Nature and Scope of Hindu Law

Hindu law is not a law as understood in modern times. A law in the present sense would mean an act framed by the legislature of a State. Hindu law has not been made by legislature but it is the law made by the Divine Being and which has been re-built in the Vedas.

It is the Dharma, i.e. the duties and rules of conduct- moral, religious, and political, enjoined by the Almighty on the Hindu community. Thus, it covers all the laws which are kept separate under the modern system of law.

Thus, Hindu law as understood in the ancient times was not the command of the political sovereign of community. Rather, it was the command of the Supreme Being applicable to both- the King and his subjects, the ruler and the ruled. The King and his subjects were equally subjected to the law. In order to bring certainty to them, the laws were codified by the writers of Dhramashastra. Thus, the nature of the Hindu Law is essentially different from the laws of the land.

According to the Hindu Law, those violate the Dharma shall be destroyed and those who follow it shall be protected. This is applicable both to the King and his subject. Later on, this law was applied to the Hindus by the authority of the following:

i. Acts of the Parliament

ii. Imperial Legislation

iii. Provincial Legislation

iv. Principles of Justice, Equity and Good Conscience.

The concept of Hindu law is deeply rooted in the Hindu philosophy and Hindu religion. The ancient Hindu social structure and its continuance in modern times is, to a great extent, outcome of the Hindu philosophy and religion.

The ultimate aim of life, according to Hindu law is to achieve salvation or Moksha from the physical world. Human being is mortal but the soul is immortal. When a person dies, the soul is in a free state and it acquires a new form of re-birth. Thus the change of birth and death continue till the soul attains Moksha from this world.

According to the Dharmashastra, there are four goals of human life- Artha, Dharma, Kama and Moksha. Moksha or salvation  is the ultimate goal.
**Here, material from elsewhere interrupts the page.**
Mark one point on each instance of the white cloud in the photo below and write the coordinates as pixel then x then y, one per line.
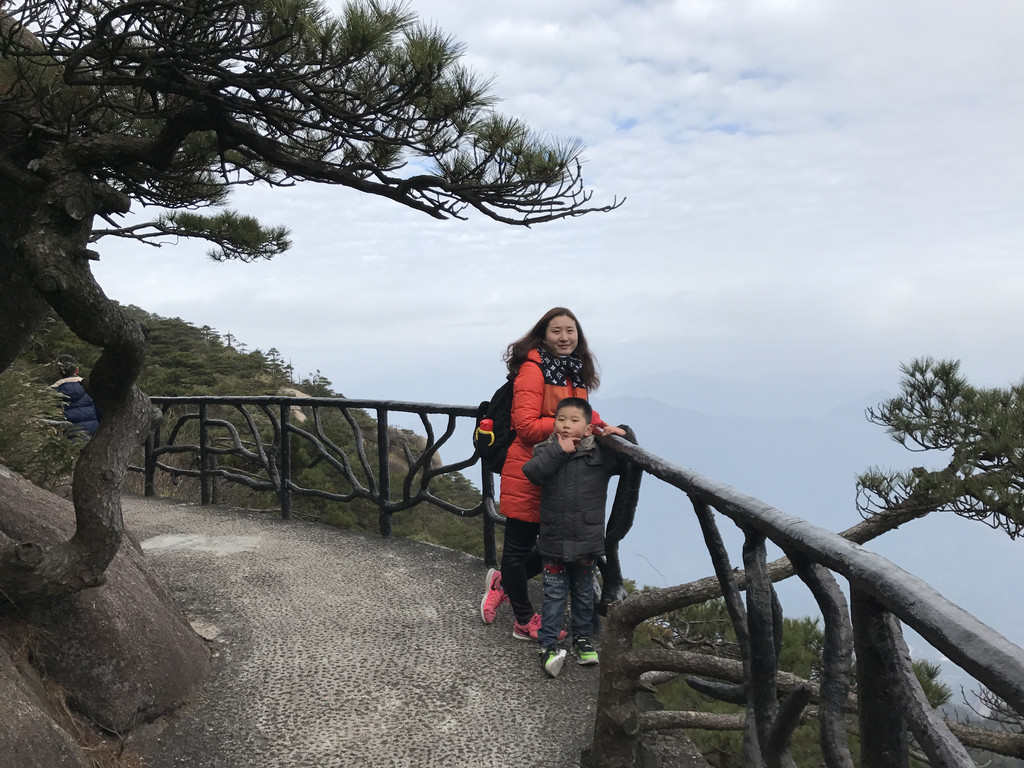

As a matter of fact, Artha and Kama are concerned with this world, whereas, Dharma and Moksha are concerned with the next world. A life in accordance to Dharma leads to happiness and pleasure in this life also.

Hindu social structure is the outcome of Hindu philosophy. According to Hindu philosophy, the attainment of salvation is the ultimate goal of life and can be achieved by performing good deeds.A person suffers pain as well as pleasure in his life according to the good or bad deeds that he may have done. The entire human life is controlled by his past deeds.

The Hindu social structure may be referred alongside the concept of Ashrama- Dharma. according to Shastric concept of human life, it has been considered that the average life of a human being is a hundred years. It is to be divided into four stages of twenty five years each. The division is related to the division of the four Ashramas:

i. Brahmacharya

ii. Grihastha

iii. Vanaprastha

iv. Sanyasa.

An individual could get salvation from this physical world by performing the prescribed duties under these four Ashramas. Though the Dharma dominated all the four stages of Ashramas, yet the attainment of the other three objectives are not less essential than Dharma and the human beings should conduct their lives in accordance with Dharma.